Título: A RENOVAÇÃO NECESSÁRIA
Autor: D. EUGENIO SALES
Fonte: O Globo, 23/09/2006, Opiniao, p. 7

O Concílio Vaticano II, na Constituição Pastoral "Gaudium et Spes", declara: "Na intimidade da consciência o homem descobre uma lei. Ele não a dá a si mesmo. Mas a ela deve obedecer" (nº 16). O Papa João Paulo II, na Encíclica "Dominum et Vivificantem" (nº 43), reafirma este mesmo ensinamento.

Tais verdades são fundamentais, principalmente quando atravessamos situação difícil na vida nacional. Crescem os problemas e se enfraquece a capacidade de resolvê-los. Na Carta Encíclica "Veritatis Splendor", de 6 de agosto de 1993, o Papa João Paulo II tratou da moral e da renovação da vida social e política. Suas ponderações são muito oportunas para o momento nacional que vivemos. Diz ele: "Perante as graves formas de injustiça social e econômica e de corrupção política, que pesam sobre povos e nações inteiras, cresce a reação indignada de muitíssimas pessoas oprimidas e humilhadas nos seus direitos humanos fundamentais e torna-se sempre mais ampla e sentida a necessidade de uma radical renovação pessoal e social, capaz de assegurar justiça, solidariedade, honestidade, transparência" (nº 98). E adiante: "No âmago da questão cultural está o sentido moral, que, por sua vez, se fundamenta e realiza no sentido religioso" (idem).

Por falta de sólidos pontos de referência, o mundo hodierno vive uma perigosa ausência do transcendente. Certamente, o retorno ao estudo da filosofia possibilitará o encontro de soluções a muitos problemas de hoje. A ética é uma disciplina filosófica que procura dar o sentido verdadeiro à vida humana; indica uma resposta às questões: "Para que vivo?" "Por que vivo?" Seguindo as orientações do Magistério (na "Aeterni Patris", de Leão XIII, na "Humani Generis", de Pio XII, na "Optatam Totius" (nºs 15 e 16), do Vaticano II), é mister reconhecer a singularidade da filosofia aristotélico-tomista dita "Perene", pois bem harmoniza Revelação e razão humana.

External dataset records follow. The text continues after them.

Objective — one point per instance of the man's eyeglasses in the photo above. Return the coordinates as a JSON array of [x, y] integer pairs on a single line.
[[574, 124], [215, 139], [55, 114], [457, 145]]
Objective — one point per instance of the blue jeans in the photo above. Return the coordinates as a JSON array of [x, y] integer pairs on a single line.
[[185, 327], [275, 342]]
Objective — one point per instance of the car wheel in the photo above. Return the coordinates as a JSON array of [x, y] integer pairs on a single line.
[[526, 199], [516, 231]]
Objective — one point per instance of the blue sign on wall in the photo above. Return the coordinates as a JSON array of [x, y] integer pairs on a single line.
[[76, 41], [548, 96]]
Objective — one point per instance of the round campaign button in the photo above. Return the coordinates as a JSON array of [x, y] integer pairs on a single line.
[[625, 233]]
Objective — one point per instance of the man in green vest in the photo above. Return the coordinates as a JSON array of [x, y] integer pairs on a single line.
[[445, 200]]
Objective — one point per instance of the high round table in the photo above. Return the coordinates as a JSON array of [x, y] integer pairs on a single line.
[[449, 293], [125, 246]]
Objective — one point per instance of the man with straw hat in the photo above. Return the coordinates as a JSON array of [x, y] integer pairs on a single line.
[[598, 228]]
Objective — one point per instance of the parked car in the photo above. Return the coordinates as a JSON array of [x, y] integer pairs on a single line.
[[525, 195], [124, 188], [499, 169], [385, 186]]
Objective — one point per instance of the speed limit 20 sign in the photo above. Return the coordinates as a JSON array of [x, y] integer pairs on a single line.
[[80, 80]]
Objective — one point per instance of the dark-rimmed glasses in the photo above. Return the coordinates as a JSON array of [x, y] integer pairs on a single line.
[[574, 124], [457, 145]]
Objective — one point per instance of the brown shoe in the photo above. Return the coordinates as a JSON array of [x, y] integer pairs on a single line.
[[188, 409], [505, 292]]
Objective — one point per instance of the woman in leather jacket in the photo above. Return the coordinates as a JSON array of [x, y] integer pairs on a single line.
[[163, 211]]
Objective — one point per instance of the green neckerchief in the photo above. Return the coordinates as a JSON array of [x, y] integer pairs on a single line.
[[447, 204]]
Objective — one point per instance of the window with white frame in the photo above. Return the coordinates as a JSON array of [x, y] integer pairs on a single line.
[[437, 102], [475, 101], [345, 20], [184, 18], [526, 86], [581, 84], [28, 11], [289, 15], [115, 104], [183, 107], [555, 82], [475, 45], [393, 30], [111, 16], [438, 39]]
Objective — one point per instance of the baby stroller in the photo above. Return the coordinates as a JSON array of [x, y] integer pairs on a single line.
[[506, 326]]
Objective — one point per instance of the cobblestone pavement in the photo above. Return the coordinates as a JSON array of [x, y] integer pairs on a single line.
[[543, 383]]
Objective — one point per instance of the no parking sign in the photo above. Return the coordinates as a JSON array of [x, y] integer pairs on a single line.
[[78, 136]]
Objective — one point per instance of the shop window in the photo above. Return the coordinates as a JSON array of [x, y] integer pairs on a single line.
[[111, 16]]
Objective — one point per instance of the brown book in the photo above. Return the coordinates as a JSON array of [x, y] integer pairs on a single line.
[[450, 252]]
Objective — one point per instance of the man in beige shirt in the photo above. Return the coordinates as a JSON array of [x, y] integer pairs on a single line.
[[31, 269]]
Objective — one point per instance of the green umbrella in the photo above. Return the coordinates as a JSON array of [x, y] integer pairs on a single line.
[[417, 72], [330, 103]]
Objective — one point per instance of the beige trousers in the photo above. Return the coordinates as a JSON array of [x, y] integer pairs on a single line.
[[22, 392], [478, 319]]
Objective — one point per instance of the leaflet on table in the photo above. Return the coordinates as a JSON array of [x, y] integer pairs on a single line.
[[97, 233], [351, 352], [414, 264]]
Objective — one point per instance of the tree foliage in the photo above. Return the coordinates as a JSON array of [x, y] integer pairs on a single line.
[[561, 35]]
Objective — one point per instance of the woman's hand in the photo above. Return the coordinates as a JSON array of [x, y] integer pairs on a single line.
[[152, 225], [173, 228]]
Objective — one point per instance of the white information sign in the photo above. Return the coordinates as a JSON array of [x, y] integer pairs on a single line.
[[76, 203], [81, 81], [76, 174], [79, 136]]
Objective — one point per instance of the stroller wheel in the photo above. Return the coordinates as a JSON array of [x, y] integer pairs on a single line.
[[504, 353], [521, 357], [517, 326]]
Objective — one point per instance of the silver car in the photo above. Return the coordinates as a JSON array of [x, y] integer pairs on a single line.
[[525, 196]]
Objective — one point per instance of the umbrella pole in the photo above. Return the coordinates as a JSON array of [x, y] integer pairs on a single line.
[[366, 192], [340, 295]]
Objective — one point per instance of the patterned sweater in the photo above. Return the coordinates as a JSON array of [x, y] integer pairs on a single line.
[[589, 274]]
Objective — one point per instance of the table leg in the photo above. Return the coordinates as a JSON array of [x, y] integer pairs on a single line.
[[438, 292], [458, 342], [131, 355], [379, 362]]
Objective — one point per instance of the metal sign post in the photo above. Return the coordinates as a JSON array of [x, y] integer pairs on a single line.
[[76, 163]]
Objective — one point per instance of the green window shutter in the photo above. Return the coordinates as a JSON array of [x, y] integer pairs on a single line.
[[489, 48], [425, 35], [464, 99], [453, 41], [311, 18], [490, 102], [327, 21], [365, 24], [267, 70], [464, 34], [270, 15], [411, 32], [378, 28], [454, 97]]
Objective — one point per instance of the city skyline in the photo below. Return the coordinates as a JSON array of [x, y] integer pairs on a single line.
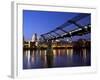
[[41, 22]]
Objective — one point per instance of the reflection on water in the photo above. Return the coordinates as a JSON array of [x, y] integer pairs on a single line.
[[56, 58]]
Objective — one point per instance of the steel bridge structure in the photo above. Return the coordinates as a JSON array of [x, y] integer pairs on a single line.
[[79, 28]]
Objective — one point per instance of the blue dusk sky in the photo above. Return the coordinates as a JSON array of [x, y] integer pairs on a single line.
[[41, 22]]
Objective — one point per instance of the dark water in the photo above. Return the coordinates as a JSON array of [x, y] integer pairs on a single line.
[[58, 58]]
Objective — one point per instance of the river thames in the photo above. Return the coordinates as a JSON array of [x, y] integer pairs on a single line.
[[34, 59]]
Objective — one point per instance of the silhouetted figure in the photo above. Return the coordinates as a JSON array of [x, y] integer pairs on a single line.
[[49, 55]]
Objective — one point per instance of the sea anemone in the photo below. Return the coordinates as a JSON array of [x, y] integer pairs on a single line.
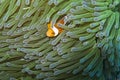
[[85, 47]]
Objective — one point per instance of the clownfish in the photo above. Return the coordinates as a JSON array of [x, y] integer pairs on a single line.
[[54, 30]]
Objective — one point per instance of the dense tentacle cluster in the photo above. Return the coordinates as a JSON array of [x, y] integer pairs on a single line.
[[87, 49]]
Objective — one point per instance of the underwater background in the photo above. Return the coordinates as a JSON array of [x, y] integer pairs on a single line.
[[59, 39]]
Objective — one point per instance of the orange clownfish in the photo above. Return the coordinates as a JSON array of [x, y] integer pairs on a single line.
[[55, 29]]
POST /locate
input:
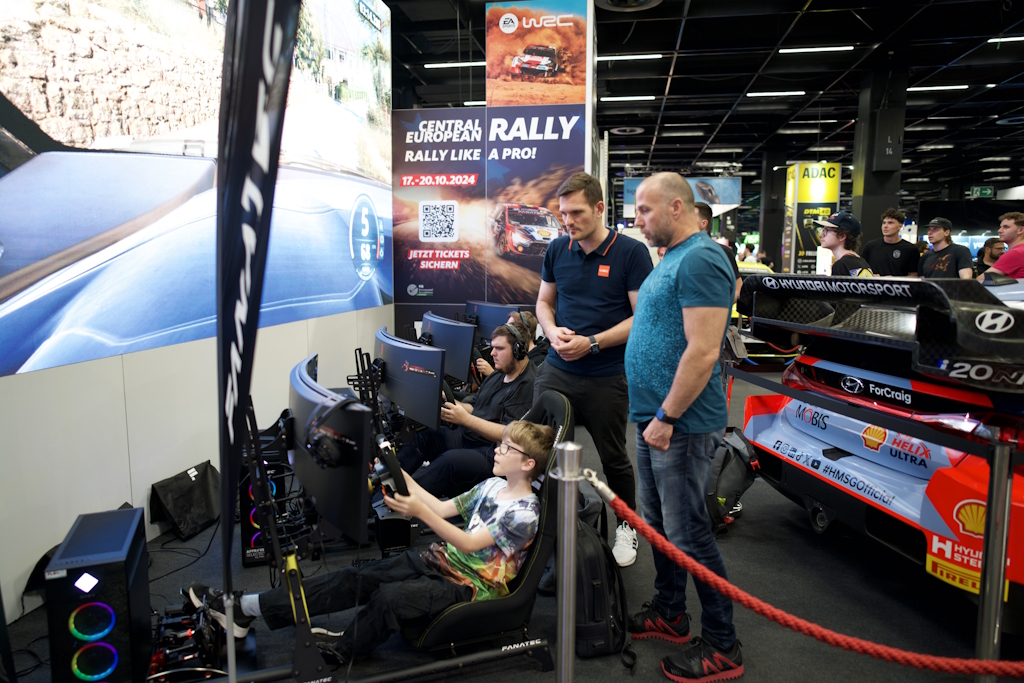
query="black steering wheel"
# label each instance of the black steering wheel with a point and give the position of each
(449, 398)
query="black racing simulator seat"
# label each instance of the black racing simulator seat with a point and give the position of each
(468, 623)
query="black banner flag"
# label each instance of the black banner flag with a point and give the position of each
(258, 46)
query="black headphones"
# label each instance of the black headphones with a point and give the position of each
(519, 345)
(323, 443)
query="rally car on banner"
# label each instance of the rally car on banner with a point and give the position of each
(536, 60)
(521, 229)
(946, 353)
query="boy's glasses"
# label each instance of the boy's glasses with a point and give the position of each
(505, 447)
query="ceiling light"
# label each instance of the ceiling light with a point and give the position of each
(929, 88)
(627, 57)
(830, 48)
(682, 133)
(628, 98)
(777, 93)
(454, 65)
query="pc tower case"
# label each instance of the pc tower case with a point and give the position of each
(97, 600)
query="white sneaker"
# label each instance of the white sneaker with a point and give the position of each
(625, 549)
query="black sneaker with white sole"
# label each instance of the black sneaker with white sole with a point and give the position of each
(215, 603)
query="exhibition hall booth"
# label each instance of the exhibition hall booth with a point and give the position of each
(260, 294)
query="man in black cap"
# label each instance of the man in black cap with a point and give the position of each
(944, 259)
(890, 254)
(841, 235)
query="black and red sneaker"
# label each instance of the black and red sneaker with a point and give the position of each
(704, 662)
(649, 623)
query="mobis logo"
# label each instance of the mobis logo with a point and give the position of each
(509, 22)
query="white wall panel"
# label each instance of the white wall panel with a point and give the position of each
(65, 452)
(171, 398)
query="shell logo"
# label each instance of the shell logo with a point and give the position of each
(970, 515)
(873, 436)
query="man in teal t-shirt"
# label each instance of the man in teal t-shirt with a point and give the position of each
(676, 399)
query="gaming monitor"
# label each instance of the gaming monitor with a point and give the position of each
(412, 378)
(333, 472)
(488, 316)
(457, 340)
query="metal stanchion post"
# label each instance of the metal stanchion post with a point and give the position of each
(568, 471)
(993, 556)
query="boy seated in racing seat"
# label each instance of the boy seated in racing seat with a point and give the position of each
(502, 518)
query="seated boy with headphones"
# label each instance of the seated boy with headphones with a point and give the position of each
(502, 517)
(448, 461)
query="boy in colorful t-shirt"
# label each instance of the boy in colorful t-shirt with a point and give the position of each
(476, 563)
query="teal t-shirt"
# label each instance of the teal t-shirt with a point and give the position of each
(693, 273)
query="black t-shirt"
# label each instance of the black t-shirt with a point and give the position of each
(851, 264)
(886, 259)
(946, 263)
(501, 402)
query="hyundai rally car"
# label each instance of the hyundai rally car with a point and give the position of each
(521, 229)
(945, 353)
(536, 60)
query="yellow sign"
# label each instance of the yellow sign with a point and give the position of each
(817, 182)
(962, 578)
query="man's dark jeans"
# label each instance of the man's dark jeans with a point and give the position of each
(673, 488)
(394, 590)
(602, 406)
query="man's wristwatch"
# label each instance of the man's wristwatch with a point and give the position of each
(665, 418)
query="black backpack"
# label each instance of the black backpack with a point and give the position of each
(732, 471)
(602, 616)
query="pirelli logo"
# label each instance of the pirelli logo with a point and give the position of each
(962, 578)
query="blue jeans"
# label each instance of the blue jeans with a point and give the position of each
(673, 487)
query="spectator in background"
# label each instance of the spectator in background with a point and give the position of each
(841, 235)
(1012, 232)
(705, 216)
(890, 254)
(988, 255)
(945, 259)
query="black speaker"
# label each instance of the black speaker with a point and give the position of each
(97, 600)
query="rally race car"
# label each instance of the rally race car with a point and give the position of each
(945, 353)
(536, 60)
(521, 229)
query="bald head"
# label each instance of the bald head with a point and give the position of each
(665, 209)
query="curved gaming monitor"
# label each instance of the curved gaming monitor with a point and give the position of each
(412, 377)
(339, 489)
(457, 340)
(488, 316)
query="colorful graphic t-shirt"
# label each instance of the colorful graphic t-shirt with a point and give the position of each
(512, 524)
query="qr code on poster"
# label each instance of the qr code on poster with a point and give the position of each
(439, 221)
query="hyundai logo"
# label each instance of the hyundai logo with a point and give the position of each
(852, 385)
(994, 322)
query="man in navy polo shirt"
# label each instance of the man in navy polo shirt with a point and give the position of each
(589, 287)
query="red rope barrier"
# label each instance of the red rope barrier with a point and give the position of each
(706, 575)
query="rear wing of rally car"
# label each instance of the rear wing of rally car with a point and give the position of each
(954, 329)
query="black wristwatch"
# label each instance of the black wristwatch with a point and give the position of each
(665, 418)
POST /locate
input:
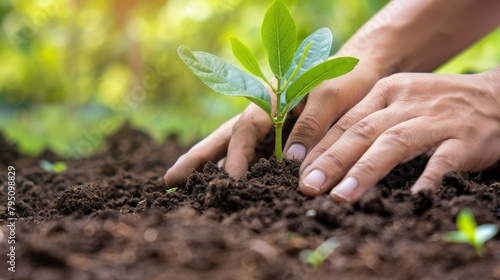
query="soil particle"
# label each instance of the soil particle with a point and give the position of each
(111, 217)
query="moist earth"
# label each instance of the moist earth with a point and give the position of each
(111, 217)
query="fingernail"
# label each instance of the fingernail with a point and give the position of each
(345, 189)
(296, 151)
(315, 180)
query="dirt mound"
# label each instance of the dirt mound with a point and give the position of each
(110, 217)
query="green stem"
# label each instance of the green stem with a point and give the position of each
(278, 124)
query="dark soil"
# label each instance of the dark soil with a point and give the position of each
(110, 217)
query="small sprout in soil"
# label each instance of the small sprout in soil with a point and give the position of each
(311, 213)
(468, 231)
(297, 70)
(316, 258)
(171, 190)
(56, 167)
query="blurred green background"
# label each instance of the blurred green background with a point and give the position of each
(73, 71)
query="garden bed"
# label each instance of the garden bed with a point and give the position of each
(111, 217)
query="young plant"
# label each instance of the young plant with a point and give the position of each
(468, 231)
(296, 70)
(56, 167)
(316, 258)
(171, 190)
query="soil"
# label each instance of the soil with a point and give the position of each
(111, 217)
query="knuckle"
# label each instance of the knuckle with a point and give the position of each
(397, 136)
(387, 84)
(346, 122)
(308, 126)
(366, 166)
(444, 162)
(336, 162)
(429, 181)
(364, 131)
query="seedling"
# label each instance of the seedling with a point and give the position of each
(296, 70)
(171, 190)
(316, 258)
(56, 167)
(468, 231)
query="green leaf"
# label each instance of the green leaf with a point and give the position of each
(466, 223)
(313, 77)
(279, 37)
(294, 74)
(171, 190)
(485, 232)
(246, 58)
(56, 167)
(318, 52)
(225, 78)
(456, 236)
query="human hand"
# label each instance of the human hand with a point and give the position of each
(236, 138)
(405, 115)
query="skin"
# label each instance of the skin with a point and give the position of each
(353, 130)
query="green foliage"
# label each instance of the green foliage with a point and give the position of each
(278, 36)
(316, 258)
(468, 232)
(56, 167)
(224, 78)
(66, 65)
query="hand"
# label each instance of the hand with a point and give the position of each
(234, 142)
(405, 115)
(237, 138)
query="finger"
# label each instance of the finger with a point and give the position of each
(325, 104)
(248, 131)
(211, 148)
(447, 157)
(331, 166)
(372, 103)
(318, 115)
(397, 144)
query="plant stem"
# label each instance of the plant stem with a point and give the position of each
(278, 152)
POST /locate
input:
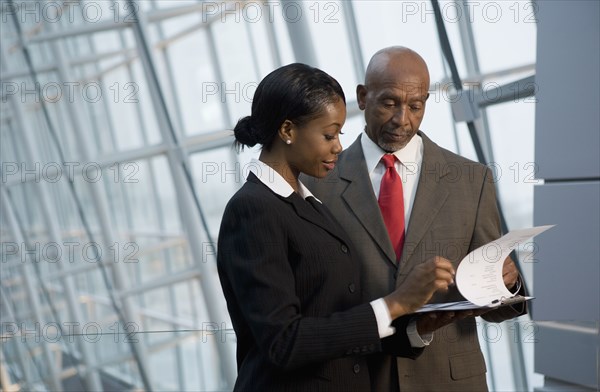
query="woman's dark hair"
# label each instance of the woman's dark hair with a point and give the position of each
(295, 92)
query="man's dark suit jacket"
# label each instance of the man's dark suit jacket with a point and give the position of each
(454, 212)
(293, 290)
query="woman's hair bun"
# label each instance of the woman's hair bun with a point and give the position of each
(245, 133)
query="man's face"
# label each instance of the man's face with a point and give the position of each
(394, 103)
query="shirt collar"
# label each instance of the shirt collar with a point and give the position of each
(409, 156)
(275, 182)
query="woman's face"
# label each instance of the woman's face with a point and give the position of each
(316, 144)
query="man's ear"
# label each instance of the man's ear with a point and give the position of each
(361, 96)
(287, 131)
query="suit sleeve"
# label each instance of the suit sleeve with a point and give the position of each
(487, 228)
(253, 261)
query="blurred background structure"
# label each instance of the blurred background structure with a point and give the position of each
(117, 162)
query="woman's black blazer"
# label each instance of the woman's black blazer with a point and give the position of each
(292, 290)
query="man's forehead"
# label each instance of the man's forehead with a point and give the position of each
(392, 86)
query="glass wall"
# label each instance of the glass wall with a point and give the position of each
(117, 163)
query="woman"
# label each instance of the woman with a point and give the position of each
(286, 266)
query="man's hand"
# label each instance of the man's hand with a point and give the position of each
(510, 274)
(435, 274)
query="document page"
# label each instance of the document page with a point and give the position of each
(479, 275)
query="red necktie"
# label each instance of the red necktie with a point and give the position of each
(391, 203)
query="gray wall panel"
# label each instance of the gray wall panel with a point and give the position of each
(568, 352)
(567, 269)
(568, 90)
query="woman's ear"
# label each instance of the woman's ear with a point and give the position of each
(287, 131)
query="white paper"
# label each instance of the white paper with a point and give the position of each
(461, 305)
(479, 274)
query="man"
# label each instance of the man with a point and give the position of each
(449, 209)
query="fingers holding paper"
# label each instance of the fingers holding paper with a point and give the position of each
(436, 274)
(510, 274)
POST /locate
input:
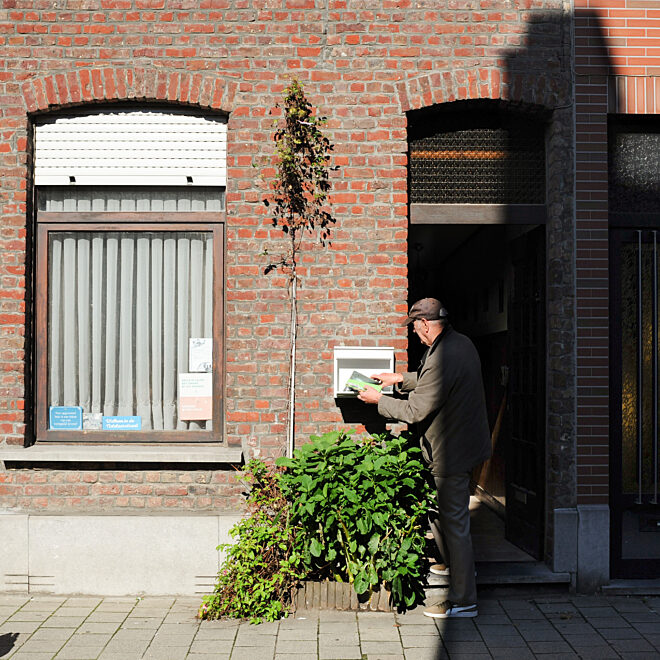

A ética derivada desta filosofia afirma a existência de uma outra vida. Esta é a resposta plena aos anseios espontâneos e mais profundos do ser humano à Verdade, ao Bem, ao Amor, à Felicidade e à Vida mesma, pois neste mundo tais aspirações não encontram cabal resposta e são constantemente ameaçadas por contradições. Dado que são anseios inatos, não dependentes de alguma forma de cultura, julga-se que não serão frustrados e que a natureza ou o Criador se encarrega de responder às aspirações naturais do ser humano no plano espiritual.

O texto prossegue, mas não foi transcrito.